Try Learning The Language

So, hey! This is the first official blog post! WOOHOO! I’m going to try to make this as un-boring as possible and as efficient as possible, so with that, let’s talk about storytelling.

Here I sit. At 12:30 in the morning, there’s a drizzle outside in downtown Seattle that is almost comically stereotypical. Yes, it rains in Seattle, we get it. But rain has always been one of those things that soothe my soul. It is the perfect writing weather, no matter what you think. Doesn’t mean rain=sad. After all, this is a blog, with words and shit. So why not have a little fun?

So on to the meat: I have been working on a screenplay for a short film, but the universe it lives in, I believe at least, has tremendous trilogy potential. Like another famous trilogy before it, this one is very much science fiction; one of my cinematic first loves. I also have another that’s ripe for television. However (and it’s a big however), I am dealing with something at the moment known as “the resistance”.

If you’ve never read Steven Pressfield’s The War of Art, I highly recommend you go and pick it up wherever you buy books. It talks about something called resistance and it’s constant attack on our creative processes. Now, the resistance is not a thing or person, it is ourselves. It can be procrastination or alcohol or whatever pulls your mind from doing the creative work you need to be doing. Almost all artists have benefited from some sort of schedule. As the case with writers, the overwhelming advice is to just write.
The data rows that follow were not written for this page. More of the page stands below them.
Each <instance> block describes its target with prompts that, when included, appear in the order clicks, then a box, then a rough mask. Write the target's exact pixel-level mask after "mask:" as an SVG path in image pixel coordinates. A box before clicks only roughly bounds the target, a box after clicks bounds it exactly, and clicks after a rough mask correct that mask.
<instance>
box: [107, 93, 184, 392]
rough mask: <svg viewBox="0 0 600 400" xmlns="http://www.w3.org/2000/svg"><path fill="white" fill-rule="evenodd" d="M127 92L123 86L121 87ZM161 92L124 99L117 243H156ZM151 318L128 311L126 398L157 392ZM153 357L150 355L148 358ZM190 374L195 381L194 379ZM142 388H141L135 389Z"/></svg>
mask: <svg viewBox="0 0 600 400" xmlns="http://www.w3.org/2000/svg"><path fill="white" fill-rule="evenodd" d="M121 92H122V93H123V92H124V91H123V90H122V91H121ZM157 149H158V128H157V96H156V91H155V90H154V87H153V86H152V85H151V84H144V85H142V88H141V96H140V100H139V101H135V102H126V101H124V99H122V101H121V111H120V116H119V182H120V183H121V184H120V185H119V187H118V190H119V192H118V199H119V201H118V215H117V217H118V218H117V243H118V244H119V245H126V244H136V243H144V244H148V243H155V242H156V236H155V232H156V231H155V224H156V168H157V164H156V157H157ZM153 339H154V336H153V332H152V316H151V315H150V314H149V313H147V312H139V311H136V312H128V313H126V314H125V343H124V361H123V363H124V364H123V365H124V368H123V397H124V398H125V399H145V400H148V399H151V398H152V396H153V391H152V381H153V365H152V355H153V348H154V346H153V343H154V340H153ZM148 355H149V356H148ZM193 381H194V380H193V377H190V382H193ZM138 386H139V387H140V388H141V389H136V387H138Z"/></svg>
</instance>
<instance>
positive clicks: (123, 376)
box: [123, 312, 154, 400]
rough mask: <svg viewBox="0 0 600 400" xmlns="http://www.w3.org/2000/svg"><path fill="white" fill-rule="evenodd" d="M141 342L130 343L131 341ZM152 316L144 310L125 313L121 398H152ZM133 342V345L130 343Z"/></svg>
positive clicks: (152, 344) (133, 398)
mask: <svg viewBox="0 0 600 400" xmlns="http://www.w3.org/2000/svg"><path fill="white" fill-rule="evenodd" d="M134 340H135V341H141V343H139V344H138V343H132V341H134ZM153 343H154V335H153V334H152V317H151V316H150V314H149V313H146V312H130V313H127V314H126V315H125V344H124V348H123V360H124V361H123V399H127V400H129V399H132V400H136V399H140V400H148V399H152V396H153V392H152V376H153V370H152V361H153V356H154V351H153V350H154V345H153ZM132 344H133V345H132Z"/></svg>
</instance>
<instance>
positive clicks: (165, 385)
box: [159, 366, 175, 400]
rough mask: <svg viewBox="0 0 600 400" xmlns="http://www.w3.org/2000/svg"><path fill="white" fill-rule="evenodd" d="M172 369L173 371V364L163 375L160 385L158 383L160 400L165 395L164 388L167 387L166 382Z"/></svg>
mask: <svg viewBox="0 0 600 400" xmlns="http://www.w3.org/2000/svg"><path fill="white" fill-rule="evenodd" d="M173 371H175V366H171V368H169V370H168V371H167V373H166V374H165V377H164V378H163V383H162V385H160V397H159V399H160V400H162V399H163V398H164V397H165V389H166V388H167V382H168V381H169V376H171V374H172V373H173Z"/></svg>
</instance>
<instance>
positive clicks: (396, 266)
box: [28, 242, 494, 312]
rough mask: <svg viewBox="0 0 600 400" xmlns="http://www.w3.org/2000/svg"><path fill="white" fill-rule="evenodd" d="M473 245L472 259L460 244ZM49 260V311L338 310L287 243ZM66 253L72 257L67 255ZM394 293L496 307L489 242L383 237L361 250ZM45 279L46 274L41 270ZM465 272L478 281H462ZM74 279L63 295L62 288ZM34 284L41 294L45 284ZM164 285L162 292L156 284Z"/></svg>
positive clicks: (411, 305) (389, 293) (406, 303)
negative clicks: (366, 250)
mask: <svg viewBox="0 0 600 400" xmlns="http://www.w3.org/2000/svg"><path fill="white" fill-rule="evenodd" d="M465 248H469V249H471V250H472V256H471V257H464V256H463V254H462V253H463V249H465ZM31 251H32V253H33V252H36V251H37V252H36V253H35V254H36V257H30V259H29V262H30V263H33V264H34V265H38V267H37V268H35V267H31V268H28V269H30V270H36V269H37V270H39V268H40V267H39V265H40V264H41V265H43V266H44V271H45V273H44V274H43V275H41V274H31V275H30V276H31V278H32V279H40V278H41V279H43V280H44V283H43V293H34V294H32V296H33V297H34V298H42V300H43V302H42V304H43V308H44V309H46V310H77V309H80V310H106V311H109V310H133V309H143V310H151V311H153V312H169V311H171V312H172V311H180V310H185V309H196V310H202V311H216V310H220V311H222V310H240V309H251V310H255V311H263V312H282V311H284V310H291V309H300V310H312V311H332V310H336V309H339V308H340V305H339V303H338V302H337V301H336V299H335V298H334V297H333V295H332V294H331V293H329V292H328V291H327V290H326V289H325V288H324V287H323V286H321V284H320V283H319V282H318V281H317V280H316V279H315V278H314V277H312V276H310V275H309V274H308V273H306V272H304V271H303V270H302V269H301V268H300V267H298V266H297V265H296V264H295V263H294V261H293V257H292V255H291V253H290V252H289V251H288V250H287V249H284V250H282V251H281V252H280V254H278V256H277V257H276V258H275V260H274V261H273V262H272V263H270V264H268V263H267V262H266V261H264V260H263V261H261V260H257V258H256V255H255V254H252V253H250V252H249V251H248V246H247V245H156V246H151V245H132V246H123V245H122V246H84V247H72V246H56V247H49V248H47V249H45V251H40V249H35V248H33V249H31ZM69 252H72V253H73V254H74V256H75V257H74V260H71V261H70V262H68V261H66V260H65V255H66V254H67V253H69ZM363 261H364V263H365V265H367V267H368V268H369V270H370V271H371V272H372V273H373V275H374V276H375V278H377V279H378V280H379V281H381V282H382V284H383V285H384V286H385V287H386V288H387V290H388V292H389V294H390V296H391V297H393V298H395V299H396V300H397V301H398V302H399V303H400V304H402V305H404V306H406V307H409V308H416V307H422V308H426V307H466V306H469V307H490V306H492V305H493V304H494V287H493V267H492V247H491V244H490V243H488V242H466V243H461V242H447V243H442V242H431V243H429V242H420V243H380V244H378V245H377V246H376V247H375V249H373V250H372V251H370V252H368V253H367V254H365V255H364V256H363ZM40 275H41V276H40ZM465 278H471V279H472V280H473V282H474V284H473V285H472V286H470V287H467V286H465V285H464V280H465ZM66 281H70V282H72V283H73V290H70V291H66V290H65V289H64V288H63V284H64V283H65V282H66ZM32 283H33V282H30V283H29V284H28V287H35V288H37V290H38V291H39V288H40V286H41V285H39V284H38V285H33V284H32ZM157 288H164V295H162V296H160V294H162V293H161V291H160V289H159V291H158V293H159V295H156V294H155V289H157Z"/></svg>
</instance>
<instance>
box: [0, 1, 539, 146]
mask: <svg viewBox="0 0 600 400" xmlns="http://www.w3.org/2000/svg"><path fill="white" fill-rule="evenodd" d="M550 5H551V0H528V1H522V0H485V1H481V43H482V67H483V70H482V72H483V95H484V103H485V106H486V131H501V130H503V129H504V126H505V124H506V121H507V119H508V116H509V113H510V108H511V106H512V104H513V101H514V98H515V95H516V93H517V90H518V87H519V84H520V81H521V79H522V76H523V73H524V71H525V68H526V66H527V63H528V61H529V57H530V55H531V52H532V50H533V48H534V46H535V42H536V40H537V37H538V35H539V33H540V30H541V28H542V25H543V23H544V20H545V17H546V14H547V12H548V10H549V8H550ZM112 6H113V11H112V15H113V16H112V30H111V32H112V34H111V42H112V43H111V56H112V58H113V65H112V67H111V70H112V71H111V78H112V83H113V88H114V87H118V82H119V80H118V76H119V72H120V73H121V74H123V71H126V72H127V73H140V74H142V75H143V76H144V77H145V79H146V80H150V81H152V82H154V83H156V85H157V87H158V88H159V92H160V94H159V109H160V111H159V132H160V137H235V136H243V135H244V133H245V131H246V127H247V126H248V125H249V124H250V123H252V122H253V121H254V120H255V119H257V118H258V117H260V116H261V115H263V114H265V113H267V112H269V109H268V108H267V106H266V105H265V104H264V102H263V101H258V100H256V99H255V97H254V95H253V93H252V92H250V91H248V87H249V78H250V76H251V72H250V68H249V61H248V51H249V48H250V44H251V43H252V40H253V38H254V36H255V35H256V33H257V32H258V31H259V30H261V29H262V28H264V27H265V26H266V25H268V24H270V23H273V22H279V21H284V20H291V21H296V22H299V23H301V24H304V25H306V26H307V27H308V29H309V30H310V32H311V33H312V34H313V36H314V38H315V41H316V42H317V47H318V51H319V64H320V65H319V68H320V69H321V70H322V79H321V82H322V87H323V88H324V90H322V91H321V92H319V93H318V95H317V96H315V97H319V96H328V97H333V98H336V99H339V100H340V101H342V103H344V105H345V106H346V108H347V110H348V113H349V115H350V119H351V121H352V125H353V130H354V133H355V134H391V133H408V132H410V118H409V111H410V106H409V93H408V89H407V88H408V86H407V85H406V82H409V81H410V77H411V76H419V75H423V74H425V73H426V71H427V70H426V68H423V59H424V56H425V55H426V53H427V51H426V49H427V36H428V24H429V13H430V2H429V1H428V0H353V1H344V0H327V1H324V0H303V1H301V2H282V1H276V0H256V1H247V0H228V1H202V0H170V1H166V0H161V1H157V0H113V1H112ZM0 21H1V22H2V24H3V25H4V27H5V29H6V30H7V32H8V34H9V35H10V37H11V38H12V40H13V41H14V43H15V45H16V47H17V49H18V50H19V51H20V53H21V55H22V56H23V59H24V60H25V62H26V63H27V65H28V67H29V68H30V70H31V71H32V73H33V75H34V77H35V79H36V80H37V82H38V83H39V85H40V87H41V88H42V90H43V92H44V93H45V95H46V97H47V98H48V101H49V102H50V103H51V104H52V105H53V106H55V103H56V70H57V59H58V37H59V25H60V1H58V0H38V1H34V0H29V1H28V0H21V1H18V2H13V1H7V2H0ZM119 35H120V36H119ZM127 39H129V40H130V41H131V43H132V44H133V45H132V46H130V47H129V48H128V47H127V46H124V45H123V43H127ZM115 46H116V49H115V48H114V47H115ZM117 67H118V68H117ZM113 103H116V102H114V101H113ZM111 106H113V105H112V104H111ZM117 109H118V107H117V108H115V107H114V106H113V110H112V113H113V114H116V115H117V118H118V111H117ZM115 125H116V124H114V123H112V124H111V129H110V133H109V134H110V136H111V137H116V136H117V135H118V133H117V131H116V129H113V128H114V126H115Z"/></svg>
I know that sounds very obvious, but I mean, write something. Every day, write something. Don’t go back and revise and correct as you are writing, that can be done on a different day or later, but for now, just write. It’s easier said than done, that’s for sure, but it’s something I’ve been trying to make a daily habit. I’ve tried to use my phone less and read books more.

So my advice to anyone reading this (and ironically to myself), know what you are writing so well that are fluent in its language. If you can speak it, you can communicate that story to others and, hopefully, connect with them on an emotional level.